China may have overcome the big challenge to build high-power microwave (HPM) weapons after having solved the riddle of generating electromagnetic pulses—that are akin to energies released by nuclear explosions—without any damage to the device releasing these pulses.
HPM guns fire bursts of ‘microwave bullets’ at the speed of light that melt electronic circuitry rendering lethal and deadly incoming missiles useless, destroy computers and communication networks, blind radars, wreak havoc on communication systems, stop vehicles on their tracks, and make aircraft and ships go awry.
There is an ongoing race among the world’s major military to develop HPM weapons that can be a colossal force-multiplier in military capability especially in countering anti-radiation missiles, destroying electronic systems, aircraft, drone swarms, salvos of missiles and even satellites on low earth orbits.

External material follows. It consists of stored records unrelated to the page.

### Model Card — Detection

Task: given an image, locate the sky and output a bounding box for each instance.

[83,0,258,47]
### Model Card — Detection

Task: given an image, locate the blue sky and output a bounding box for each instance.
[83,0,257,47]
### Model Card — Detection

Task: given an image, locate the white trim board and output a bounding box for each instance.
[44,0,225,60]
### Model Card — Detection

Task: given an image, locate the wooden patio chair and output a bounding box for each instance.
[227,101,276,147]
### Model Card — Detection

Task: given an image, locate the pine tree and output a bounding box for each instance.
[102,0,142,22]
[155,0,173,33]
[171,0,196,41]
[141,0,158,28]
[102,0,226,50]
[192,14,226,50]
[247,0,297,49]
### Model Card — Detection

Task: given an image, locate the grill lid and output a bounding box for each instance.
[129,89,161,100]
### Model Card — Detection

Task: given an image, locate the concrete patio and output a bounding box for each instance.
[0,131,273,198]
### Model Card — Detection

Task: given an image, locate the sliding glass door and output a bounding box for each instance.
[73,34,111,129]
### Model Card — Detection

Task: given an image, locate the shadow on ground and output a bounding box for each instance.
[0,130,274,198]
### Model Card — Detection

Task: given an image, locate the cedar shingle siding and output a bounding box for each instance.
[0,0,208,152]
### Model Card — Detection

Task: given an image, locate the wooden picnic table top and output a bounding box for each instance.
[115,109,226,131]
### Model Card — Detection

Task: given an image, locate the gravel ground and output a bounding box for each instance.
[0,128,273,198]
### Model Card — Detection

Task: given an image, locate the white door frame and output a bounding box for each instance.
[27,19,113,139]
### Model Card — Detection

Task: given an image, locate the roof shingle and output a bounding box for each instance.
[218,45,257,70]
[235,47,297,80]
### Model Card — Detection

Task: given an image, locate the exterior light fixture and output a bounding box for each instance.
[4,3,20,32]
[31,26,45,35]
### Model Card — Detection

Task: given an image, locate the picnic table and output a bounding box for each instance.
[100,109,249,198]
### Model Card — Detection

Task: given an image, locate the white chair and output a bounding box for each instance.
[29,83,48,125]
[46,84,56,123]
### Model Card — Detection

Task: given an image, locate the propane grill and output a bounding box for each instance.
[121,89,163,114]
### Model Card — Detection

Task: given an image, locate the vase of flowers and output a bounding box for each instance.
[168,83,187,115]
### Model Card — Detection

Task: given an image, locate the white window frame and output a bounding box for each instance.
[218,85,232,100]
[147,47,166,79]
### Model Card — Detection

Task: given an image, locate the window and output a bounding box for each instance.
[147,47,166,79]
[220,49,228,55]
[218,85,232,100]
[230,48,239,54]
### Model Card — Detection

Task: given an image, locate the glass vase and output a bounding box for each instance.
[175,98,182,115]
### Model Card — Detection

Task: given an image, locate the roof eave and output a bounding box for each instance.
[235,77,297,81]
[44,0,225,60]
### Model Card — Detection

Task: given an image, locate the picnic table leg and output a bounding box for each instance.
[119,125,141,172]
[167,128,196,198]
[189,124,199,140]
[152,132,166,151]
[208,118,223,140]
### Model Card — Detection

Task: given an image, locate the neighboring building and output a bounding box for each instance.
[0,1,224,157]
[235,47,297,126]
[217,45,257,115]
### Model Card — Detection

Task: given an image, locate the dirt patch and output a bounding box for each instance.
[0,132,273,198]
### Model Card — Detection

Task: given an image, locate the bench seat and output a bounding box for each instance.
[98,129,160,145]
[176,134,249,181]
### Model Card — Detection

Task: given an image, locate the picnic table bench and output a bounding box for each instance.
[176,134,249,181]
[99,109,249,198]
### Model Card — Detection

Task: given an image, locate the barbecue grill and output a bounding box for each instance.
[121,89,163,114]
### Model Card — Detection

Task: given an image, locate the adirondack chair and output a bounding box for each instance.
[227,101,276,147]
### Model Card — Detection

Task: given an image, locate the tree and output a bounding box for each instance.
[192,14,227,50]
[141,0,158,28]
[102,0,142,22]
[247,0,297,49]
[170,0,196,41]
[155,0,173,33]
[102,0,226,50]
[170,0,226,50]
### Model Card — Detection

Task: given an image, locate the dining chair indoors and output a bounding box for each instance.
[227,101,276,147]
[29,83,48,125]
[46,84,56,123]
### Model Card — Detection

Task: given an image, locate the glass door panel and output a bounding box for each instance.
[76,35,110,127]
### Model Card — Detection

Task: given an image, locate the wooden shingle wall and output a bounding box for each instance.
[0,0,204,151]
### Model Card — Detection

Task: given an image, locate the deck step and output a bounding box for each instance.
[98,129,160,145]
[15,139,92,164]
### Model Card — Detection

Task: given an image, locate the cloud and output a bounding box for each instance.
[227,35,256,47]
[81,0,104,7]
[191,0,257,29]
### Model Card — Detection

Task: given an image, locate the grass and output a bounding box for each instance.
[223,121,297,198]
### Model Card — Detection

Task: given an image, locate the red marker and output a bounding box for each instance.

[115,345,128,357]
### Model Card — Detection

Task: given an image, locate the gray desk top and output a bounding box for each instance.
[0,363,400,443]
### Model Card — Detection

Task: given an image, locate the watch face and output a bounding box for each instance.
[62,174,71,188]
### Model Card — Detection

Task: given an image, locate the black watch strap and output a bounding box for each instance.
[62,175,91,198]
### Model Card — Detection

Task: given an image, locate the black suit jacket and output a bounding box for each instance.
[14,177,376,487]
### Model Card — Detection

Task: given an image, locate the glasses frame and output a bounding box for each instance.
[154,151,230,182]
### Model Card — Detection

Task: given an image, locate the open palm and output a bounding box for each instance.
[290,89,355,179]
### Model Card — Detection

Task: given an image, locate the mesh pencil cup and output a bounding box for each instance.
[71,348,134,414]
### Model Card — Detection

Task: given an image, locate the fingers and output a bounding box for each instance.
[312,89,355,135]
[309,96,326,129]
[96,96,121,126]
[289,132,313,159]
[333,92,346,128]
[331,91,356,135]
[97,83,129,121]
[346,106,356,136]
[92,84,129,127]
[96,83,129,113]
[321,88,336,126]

The Hong Kong-based South China Morning Post reported: “Inside a power divider the size of a household pedestal fan, the electric field strength exceeds 80,000 volts per metre—comparable to the electromagnetic pulses generated by nuclear weapon explosions.”
The report adds that the electromagnetic waves generated by the compact Directed Energy Weapon (DEW) device can even exceed a total power of one gigawatt.
While the technology is being developed, the deployment of such HPM weapons by China may still take time.
The weapon uses “phased-array transmission technology instead to ‘precisely focus energy, increasing its effective range and enhancing damage effects, enabling simultaneous attacks on multiple targets’”.
The development is due to the “breakthrough” achieved by a joint team of military researchers from the National University of Defence Technology in Changsha and the Northwest Institute of Nuclear Technology in Xian.
The Chinese government has primarily mandated the Xian-based Northwest Institute of Nuclear Technology with the development of HPM weapons.
DEWS are of two types—high power lasers (HPL) and high power microwaves (HPM). While the narrow means of HPLs can cover only a smaller target area, HPM weapons, because of their wider coverage area, can devastate salvos of missiles or drone swarms.
China has already developed HPL weapons. A US defence department report said: “By the mid-to-late-2020s, China may field higher power systems that extend the threat to the structures of non-optical satellites”. China has already developed a system (LW-30) that can take out unmanned aircraft systems and precision-guided weapons. This was first unveiled at the International Aerospace Exhibition in Moscow in 2019.
It is commonly believed that while nuclear weapons and missiles held primacy during the Cold War, satellites and communication technology are the dominant military tools at present times, but the future military technology will be dependent on DEWs to a large extent.